Dating: Casson and Hettich dated the religious literary texts from Nessana to the 7th-8th c., but in his edition of documentary papyri from Nessana, Casper Kraemer argues that the literary texts are in fact very unlikely to post-date AD 700 (see Excavations at Nessana, vol. 3, p. 9). This is suggested chiefly by the chronological framework of the dated documentary papyri, found in the North Church.
Bibliography
Edition:
Casson, L., Hettich, E.L., Excavations at Nessana, vol. 2: Literary Papyri (Princeton, New Jersey: Princeton Univeristy Press, 1950), no. 6.
Further reading:
Analecta Bollandiana 69 (1951), 393.
Bibliotheca Hagiographica Graeca, 669y.
Caner, D.F., Brock, S., Price, R., History and Hagiography from the Late Antique Sinai (Liverpool: Liverpool University Press, 2010), 255, note 13.
Krumbacher, K., [Erhard., A., ed.], Der helige Georg in der griechischen Überlieferung (Abhandlungen der königlich bayerischen Akademie der Wissenschaften, phil.-his. Klasse 25/3, Munich: Verlag der Königlich Bayerischen Akademie der Wissenschaften, 1911), 1-3; 106-109.

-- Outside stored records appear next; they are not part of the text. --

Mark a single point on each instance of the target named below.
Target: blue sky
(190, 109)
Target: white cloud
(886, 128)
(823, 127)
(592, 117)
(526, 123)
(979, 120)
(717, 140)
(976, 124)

Meimaris, Y., Sacred Names, Saints, Martyrs and Church Officials in the Greek Inscriptions and Papyri Pertaining to the Christian Church of Palestine (Athens: National Hellenic Research Foundation, Center for Greek and Roman Antiquity, 1986), 124-125, nos. 666-674; 141, no. 729.
Whately, C., "Camels, soldiers, and pilgrims in sixth century Nessana", Scripta Classica Israelica 35 (2016), 132.